What is a Gospel-Centered Sunday Gathering?
When I was in the 10th grade I was in a play called Thurber’s Carnival. I had only one line, and in spite of rehearsing that one line over and over again, I still barely managed to say it. If you asked me today, I wouldn’t be able to tell you my line in spite of rehearsing for several months. In the same way, I forget the gospel. Of course I don’t forget the basic truth of the gospel that Jesus died for my sin, but I do forget the gospel in many, many other ways.
- I forget the gospel when on a scale of 1-10 (10 high) I believe that God loves me less than a 10 because I fail at a consistent devotional life, and I forget that God’s acceptance of me is not based on my devotion to Him, but on Jesus’ devotion to obey the Father, even to die on the cross.
- I forget the gospel when I feel I need to make up my shortcomings to God, and I don’t remember that Jesus gives me his perfect record as my own.
- I forget the gospel when I feel crushed that my church isn’t as big as the church down the street, and I forget that God doesn’t measure me by the size of the church but by the success of Christ’s finished work for me.
- I forget the gospel when I feel bitter toward people who have offended me and owe me an apology that’s never coming, and I forget that every selfish, sinful act of mine is a deep offense against God. Yet, he forgives me not because I was the most sorrowful, but because He is the most graceful.
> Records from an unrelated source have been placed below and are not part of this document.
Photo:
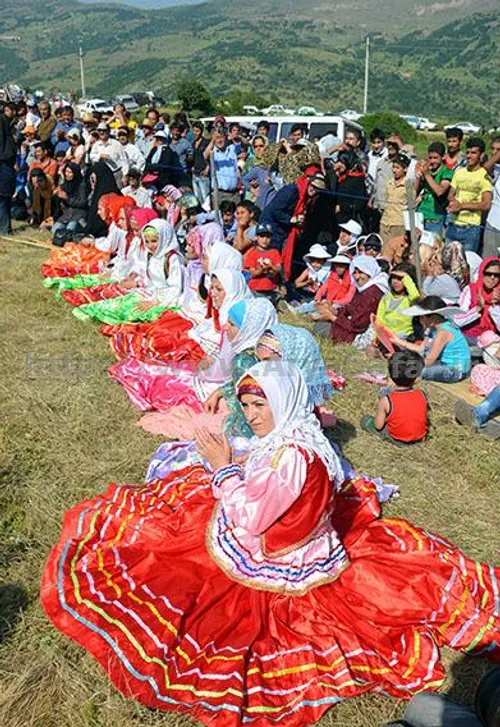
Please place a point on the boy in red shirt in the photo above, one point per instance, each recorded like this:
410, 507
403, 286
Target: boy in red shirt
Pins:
264, 264
402, 413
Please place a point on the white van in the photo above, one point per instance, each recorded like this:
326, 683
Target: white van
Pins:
315, 127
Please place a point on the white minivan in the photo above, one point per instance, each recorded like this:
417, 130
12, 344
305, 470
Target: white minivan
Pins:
315, 127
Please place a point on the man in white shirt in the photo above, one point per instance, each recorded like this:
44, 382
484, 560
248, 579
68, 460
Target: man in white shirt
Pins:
135, 160
491, 240
377, 152
109, 151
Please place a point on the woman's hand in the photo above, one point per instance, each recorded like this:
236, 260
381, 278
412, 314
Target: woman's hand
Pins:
212, 403
214, 448
129, 283
205, 363
146, 305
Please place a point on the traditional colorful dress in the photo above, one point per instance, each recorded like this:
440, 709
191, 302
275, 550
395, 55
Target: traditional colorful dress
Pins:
124, 248
181, 335
75, 259
160, 277
165, 388
258, 594
298, 345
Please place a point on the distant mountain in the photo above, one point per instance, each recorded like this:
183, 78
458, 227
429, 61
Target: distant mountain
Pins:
144, 4
293, 51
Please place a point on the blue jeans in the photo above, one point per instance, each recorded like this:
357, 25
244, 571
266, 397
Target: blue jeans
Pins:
441, 372
436, 710
435, 227
5, 221
71, 226
489, 407
201, 187
468, 235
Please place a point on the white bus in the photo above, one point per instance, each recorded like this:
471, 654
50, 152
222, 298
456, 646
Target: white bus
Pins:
315, 127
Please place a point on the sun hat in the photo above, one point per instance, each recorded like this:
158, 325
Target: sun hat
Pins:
340, 259
418, 310
317, 181
352, 226
319, 252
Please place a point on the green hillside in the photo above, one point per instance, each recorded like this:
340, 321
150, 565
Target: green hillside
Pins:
293, 52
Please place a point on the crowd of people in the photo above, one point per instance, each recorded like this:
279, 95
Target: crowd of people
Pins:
252, 577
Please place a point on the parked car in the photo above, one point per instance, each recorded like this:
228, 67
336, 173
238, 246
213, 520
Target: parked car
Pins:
251, 110
465, 126
426, 125
278, 110
88, 106
307, 111
350, 114
411, 120
129, 102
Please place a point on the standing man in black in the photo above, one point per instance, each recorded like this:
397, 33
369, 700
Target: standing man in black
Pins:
8, 153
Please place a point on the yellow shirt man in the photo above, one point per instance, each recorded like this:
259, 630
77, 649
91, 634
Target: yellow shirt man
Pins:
469, 186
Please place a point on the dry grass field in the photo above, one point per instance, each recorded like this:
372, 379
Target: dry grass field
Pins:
67, 431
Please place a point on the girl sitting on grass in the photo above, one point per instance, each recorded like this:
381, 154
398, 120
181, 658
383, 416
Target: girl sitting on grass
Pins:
445, 349
402, 294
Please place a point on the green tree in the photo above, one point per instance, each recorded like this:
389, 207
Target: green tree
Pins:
193, 95
391, 123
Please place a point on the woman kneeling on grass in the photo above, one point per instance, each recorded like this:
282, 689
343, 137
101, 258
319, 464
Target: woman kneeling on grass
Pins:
258, 592
157, 284
445, 349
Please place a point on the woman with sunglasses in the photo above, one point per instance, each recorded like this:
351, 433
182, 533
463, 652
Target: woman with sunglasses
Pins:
255, 178
478, 298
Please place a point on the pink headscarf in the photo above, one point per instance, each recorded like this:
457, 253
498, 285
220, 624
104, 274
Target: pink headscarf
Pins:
143, 215
172, 194
210, 233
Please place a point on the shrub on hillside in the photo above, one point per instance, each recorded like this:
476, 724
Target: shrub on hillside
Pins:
193, 95
391, 123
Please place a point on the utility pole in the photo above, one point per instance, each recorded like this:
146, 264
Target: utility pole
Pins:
82, 72
410, 191
367, 72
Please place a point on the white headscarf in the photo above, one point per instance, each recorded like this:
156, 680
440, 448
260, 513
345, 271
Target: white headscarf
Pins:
369, 266
221, 255
211, 233
235, 287
259, 315
154, 263
295, 424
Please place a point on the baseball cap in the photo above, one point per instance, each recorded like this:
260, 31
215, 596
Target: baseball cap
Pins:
372, 242
264, 229
318, 251
340, 259
402, 158
352, 226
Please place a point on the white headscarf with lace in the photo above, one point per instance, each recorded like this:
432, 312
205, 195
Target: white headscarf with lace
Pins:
294, 420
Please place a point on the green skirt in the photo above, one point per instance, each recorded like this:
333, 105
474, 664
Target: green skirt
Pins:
119, 310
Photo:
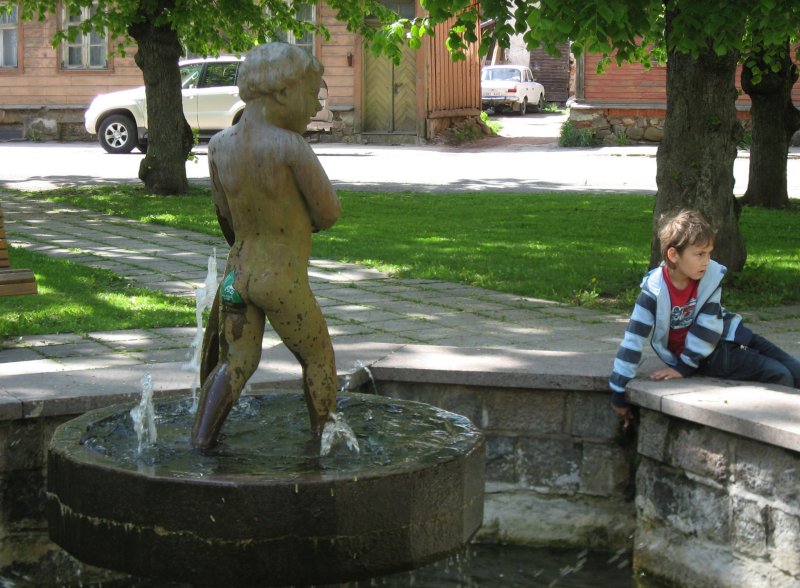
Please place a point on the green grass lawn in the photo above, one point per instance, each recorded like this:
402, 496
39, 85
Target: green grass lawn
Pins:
585, 249
78, 299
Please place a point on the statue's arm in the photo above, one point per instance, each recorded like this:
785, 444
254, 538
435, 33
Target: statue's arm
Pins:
320, 197
221, 203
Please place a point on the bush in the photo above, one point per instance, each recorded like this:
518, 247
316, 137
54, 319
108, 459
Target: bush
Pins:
574, 137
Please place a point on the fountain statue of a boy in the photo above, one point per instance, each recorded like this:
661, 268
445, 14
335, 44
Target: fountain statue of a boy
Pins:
271, 194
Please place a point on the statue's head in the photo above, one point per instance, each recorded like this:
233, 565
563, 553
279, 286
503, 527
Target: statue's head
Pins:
273, 67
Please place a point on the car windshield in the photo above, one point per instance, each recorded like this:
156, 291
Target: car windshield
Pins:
506, 74
190, 75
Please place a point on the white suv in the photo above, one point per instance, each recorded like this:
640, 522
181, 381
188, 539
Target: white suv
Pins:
210, 103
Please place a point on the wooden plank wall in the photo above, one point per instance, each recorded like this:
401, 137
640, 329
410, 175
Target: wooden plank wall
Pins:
333, 54
552, 72
40, 81
453, 86
630, 83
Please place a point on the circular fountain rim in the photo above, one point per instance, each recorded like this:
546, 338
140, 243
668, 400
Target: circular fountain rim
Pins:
269, 532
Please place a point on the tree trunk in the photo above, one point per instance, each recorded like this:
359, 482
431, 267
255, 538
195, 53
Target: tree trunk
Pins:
163, 170
775, 120
696, 154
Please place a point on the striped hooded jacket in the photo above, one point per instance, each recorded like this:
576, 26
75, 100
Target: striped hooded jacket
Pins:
711, 324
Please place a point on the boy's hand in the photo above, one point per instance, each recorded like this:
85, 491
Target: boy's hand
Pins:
666, 374
625, 413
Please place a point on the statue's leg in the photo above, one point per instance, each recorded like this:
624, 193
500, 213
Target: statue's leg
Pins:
240, 353
301, 325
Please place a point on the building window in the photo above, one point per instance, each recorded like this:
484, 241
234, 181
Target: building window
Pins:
304, 12
8, 38
88, 50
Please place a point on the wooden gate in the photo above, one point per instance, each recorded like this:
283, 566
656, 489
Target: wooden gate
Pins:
390, 94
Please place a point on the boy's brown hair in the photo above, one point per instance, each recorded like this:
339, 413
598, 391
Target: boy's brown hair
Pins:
688, 227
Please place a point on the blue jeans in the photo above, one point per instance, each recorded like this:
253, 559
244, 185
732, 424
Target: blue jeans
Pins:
760, 361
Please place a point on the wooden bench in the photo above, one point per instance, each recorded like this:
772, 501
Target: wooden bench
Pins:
13, 282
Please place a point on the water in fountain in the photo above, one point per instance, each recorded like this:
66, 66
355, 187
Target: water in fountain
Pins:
143, 416
262, 438
337, 429
204, 299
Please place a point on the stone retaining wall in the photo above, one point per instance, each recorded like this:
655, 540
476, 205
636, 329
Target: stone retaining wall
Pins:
558, 471
707, 494
724, 506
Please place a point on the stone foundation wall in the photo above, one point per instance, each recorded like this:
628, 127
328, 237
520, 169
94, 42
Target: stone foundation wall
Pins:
558, 471
726, 507
707, 493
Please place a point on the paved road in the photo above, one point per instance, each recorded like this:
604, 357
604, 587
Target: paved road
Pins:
510, 164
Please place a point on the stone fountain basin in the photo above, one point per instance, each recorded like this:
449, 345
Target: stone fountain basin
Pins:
267, 513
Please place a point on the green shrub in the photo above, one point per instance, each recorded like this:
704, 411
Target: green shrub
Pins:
575, 137
494, 125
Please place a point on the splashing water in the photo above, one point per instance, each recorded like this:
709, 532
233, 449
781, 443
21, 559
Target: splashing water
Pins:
337, 429
348, 379
143, 415
204, 298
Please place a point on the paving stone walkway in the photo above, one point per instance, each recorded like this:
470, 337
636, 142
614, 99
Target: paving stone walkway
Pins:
361, 305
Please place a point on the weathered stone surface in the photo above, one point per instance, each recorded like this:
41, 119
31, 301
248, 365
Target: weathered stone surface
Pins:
768, 471
749, 527
653, 442
605, 471
530, 518
689, 561
700, 450
501, 459
272, 528
461, 400
525, 411
686, 505
551, 465
785, 542
589, 416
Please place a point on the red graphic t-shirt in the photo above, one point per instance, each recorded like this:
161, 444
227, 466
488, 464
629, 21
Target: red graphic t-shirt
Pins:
682, 302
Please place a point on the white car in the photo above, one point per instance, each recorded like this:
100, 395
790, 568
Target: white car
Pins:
210, 103
510, 86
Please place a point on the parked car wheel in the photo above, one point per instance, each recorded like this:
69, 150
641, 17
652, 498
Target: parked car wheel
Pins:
117, 134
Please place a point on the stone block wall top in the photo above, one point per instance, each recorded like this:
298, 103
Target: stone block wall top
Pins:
762, 412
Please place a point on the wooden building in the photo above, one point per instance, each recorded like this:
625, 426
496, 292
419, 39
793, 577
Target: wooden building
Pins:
631, 100
44, 90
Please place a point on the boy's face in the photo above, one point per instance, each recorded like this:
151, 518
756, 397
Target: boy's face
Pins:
691, 263
304, 102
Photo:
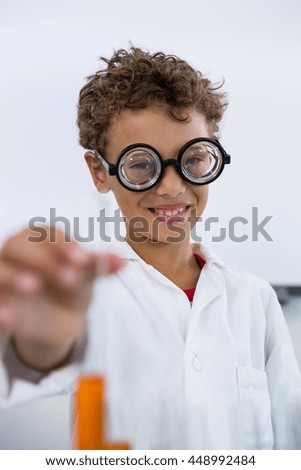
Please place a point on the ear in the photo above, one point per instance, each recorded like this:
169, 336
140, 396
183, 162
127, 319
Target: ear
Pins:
98, 172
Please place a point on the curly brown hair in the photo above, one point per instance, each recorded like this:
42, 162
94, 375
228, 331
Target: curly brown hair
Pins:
136, 79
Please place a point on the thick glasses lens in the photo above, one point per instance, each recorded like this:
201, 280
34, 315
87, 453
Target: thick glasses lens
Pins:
139, 168
201, 162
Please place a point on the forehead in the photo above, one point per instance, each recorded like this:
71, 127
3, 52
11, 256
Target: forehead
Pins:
154, 127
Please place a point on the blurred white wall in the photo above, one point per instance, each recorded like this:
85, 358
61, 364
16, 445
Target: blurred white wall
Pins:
46, 50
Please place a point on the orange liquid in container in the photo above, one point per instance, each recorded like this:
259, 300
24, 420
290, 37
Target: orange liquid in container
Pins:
91, 415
- I forget the gospel when I look to success, approval, sensuality, food, etc. to satisfy me, and I forget that God has given me the only thing that can truly satisfy me – Himself.
- I forget the gospel when I present my “resume” to God and others so they will like me, and I forget that the only resume that counts is Jesus’, and He puts my name on His resume.
Because of this “gospel amnesia”, it is crucial that our Sunday gatherings remind us again and again of the good news. Preaching the gospel every Sunday does this, but what about the other elements of the Sunday gathering such as singing, giving, greeting, and the sacraments? Do they have any part to play in reminding us of the gospel and all its implications? Here are some thoughts on how these elements serve to connect the gospel to the lives of the congregation, and how they help to heal gospel amnesia.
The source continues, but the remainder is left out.